Mpu tersebut dikenal dengan sebutan Pujangga Kayu Manis atau juga disebut Mpu Brahma Raja. Keberadaan Sang Mpu Brahma Raja ini diceritakan dalam Babad Brahma Pande Tatwa (abad XVI) dan Babad Dalem (abad XVII). Lebih jauh diceritakan bahwa Mpu Brahma Raja tinggal di Desa Kayu Manis dan menikah dengan Diah Amertama. Dari perkawinan tersebut lahir putra dan putri yang bernama Brahma Rare Sakti yang mahir dalam Ilmu Kepandean dan Dyah Kencana Wati yang mahir dalam membuat perhiasan.
Raja Majapahit di Bali yaitu Dalem Ketut Smara Kepakisan selain dikawal oleh para Arya juga didampingi seorang Mpu yang bernama Mpu Siwa Saguna.
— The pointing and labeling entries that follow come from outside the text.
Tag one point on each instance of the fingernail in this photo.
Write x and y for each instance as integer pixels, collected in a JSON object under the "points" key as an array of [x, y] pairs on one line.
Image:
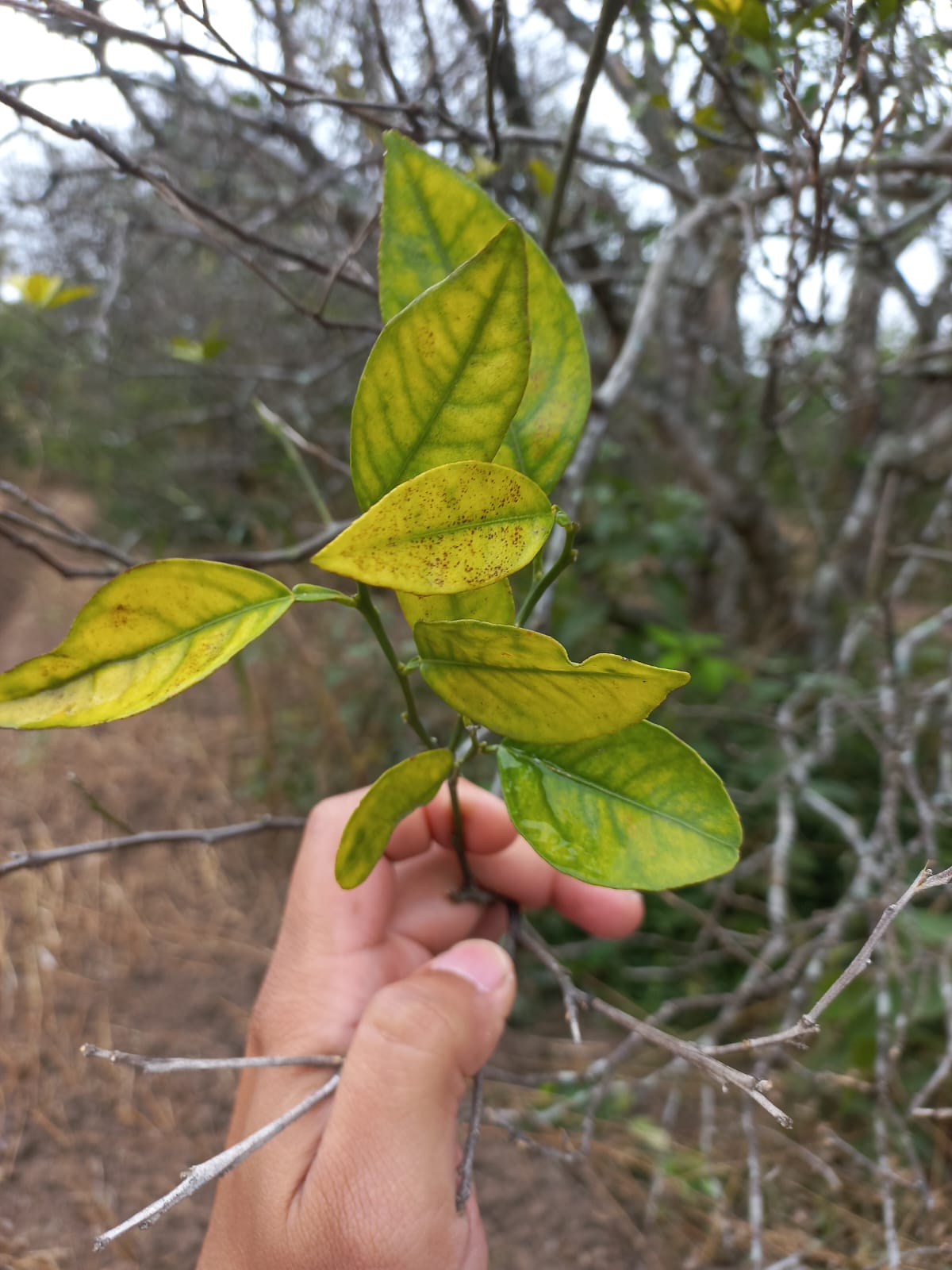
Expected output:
{"points": [[486, 965]]}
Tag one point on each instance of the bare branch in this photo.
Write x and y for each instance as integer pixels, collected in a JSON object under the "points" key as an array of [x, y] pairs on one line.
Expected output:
{"points": [[209, 837], [211, 1170], [162, 1066]]}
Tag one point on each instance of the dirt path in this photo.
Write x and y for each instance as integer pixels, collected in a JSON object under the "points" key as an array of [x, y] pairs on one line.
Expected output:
{"points": [[163, 952]]}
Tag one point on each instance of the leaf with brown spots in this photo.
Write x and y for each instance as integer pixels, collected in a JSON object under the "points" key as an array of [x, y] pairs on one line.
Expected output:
{"points": [[457, 527], [446, 375]]}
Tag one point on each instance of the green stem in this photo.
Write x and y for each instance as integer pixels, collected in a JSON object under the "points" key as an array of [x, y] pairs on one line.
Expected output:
{"points": [[366, 606], [539, 588], [459, 835]]}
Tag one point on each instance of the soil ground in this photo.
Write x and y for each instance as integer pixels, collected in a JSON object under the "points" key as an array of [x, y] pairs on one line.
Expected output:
{"points": [[162, 952]]}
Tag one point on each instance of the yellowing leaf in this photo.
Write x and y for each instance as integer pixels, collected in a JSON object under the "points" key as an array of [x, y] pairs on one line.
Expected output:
{"points": [[35, 289], [447, 374], [486, 605], [635, 810], [69, 295], [522, 685], [393, 795], [143, 638], [433, 221], [457, 527]]}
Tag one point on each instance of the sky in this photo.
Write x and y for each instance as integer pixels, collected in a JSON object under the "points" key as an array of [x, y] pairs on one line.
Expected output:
{"points": [[29, 51]]}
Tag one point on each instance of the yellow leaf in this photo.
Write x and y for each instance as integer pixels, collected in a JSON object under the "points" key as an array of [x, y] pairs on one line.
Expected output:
{"points": [[69, 295], [433, 221], [36, 289], [447, 374], [457, 527], [393, 795], [145, 637], [522, 685]]}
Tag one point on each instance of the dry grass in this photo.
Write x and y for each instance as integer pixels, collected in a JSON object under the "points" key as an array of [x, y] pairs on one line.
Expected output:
{"points": [[162, 952]]}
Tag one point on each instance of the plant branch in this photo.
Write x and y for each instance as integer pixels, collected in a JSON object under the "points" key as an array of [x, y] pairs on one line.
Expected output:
{"points": [[365, 605], [611, 10], [565, 558], [160, 1066]]}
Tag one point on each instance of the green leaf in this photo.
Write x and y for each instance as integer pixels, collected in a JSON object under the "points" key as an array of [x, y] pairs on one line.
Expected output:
{"points": [[522, 685], [635, 810], [486, 605], [433, 221], [457, 527], [543, 175], [309, 595], [145, 637], [447, 374], [393, 795]]}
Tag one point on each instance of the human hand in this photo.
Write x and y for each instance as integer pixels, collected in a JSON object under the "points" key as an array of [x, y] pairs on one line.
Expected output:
{"points": [[406, 983]]}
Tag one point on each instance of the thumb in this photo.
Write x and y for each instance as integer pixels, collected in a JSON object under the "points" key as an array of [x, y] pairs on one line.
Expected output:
{"points": [[391, 1149]]}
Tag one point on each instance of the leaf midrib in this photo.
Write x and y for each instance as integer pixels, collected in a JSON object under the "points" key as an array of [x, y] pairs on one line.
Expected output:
{"points": [[456, 379], [152, 648], [622, 798], [463, 529]]}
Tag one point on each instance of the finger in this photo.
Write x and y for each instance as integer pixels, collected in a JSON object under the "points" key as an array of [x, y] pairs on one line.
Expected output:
{"points": [[524, 876], [391, 1145], [486, 825]]}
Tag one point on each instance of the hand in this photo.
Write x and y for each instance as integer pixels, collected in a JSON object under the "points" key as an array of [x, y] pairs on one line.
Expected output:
{"points": [[408, 984]]}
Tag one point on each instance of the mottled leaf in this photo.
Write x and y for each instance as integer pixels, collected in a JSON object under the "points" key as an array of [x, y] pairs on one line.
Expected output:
{"points": [[447, 374], [393, 795], [457, 527], [522, 685], [639, 808], [433, 221], [145, 637]]}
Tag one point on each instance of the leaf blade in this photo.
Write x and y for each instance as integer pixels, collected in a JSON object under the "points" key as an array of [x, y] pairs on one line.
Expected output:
{"points": [[145, 637], [433, 221], [638, 810], [393, 797], [446, 375], [457, 527], [493, 603], [524, 685]]}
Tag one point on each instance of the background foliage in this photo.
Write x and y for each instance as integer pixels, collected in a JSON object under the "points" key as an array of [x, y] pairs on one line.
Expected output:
{"points": [[755, 232]]}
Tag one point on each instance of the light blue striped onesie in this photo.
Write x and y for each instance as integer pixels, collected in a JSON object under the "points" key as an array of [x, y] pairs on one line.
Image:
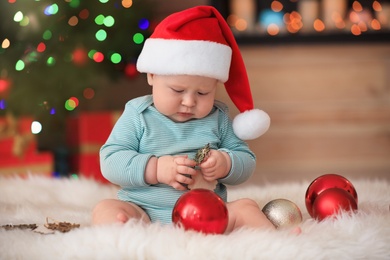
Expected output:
{"points": [[142, 132]]}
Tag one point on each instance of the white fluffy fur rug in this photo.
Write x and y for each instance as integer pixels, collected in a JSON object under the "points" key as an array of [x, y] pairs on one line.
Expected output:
{"points": [[364, 235]]}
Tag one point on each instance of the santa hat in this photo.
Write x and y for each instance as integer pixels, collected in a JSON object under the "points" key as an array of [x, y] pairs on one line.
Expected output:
{"points": [[198, 41]]}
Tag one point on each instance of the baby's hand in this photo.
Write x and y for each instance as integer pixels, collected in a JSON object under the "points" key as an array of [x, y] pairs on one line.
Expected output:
{"points": [[216, 166], [175, 171]]}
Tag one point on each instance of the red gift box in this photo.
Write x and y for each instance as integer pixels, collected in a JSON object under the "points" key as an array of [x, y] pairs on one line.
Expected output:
{"points": [[33, 163], [18, 149], [85, 134]]}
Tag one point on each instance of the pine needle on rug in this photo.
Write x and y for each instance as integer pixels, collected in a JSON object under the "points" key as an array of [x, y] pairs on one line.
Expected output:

Sampai pemerintahan beralih kepada Dalem Waturenggong, para Wangsa Pande mendapat porsi yang lebih banyak dalam sumbangsih karya khususnya keris di Bali, karena legitimasi Raja di Bali semakin besar pasti di dukung oleh fasilitas persenjataan yang memadai. Konon di masa-masa inilah wangsa Pande di Bali mencapai masa keemasan dan berkembang hingga kini.
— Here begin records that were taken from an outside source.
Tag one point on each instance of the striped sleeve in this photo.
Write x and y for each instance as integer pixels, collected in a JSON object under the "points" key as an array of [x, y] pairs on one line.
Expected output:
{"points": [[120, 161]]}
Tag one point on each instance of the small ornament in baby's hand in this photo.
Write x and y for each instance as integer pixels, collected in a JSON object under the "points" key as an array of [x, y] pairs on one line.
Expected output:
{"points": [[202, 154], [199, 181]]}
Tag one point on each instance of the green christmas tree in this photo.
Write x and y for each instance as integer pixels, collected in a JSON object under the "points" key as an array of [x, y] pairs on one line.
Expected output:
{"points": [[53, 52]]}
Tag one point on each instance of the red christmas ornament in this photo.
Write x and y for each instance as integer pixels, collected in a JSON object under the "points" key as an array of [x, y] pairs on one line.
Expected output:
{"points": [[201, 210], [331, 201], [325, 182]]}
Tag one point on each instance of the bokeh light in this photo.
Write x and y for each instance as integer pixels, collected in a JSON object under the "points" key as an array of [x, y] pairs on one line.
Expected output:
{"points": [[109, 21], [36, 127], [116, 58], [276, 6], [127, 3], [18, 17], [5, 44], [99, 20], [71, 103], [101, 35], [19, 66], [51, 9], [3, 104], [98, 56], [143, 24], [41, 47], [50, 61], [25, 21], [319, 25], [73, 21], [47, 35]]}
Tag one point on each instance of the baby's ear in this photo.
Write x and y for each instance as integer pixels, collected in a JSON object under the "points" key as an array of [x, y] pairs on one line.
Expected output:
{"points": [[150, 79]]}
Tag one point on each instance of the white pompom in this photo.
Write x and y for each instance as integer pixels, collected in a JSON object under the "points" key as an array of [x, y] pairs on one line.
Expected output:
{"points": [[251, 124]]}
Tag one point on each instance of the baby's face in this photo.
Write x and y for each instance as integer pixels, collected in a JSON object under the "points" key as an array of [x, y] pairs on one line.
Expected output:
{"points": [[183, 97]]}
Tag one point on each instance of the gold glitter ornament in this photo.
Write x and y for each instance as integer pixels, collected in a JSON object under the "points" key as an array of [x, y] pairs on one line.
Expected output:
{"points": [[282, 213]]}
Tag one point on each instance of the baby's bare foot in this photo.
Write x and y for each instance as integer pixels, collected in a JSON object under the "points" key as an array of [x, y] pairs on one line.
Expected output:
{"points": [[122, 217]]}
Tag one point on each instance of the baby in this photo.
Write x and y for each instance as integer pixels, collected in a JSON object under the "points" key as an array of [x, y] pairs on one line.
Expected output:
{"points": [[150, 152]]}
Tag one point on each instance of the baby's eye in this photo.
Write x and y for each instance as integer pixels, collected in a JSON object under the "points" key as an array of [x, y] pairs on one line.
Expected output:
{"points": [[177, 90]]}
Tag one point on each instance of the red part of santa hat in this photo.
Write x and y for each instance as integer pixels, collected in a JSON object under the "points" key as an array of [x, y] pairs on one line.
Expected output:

- Karakteristik Bilah Keris Bali
a. Ukuran Bilah
Secara garis besar ukuran bilah keris Bali dibedakan menjadi 2 (dua) gaya yaitu Gaya Jawa dan Gaya Bali. Ciri-cirinya adalah sebagai berikut:
- Keris Bali gaya Jawa merupakan keris kuno dimana paling akhir merupakan peninggalan masa Majapahit. Ukuran panjangnya 33-35 cm, kualitas besinya terbaik dengan tempaan matang dan kokoh bertaksu luar biasa. Pamornya terang dan bersih meskipun tampak sederhana, jumlah lipatan saat ditempa juga lebih kaya. Bangunan bilahnya juga cenderung merunduk, sopan dan tenang namun
- Keris Gaya Bali merupakan keris setelah era Majapahit dengan ciri fisiknya memiliki ukuran panjang 35-45 cm. Bilahnya tegak, tegas dan tebal sehingga tampak kuat dan tajam. Jumlah lipatan lebih sedikit di bandingkan keris Bali gaya Jawa. Finishing lebih halus dan mengkilat karena di-sangling yaitu digosok menggunakan batu.
b. Bentuk Bilah
Menurut buku Keris Bali Bersejarah karya Pande Wayan Suteja Neka dan Basuki Teguh Yuwono, tipologi bentuk keris Bali dibagi menjadi 4 bentuk dasar antara lain:
- Keris bentuk Luk (berkelok/berlekuk) mulai dari luk 3 hingga luk 29.
- Keris bentuk Lajer (lurus) mulai dari ricikan yang sederhana hingga jumlah ricikan yang lengkap dan
- Keris bentuk pedang dimana penggunaannya dapat disabet maupun ditusuk. Keris jenis ini hanya ada di Bali dan Lombok, sehingga dianggap tidak lazim di daerah lain seperti di Jawa.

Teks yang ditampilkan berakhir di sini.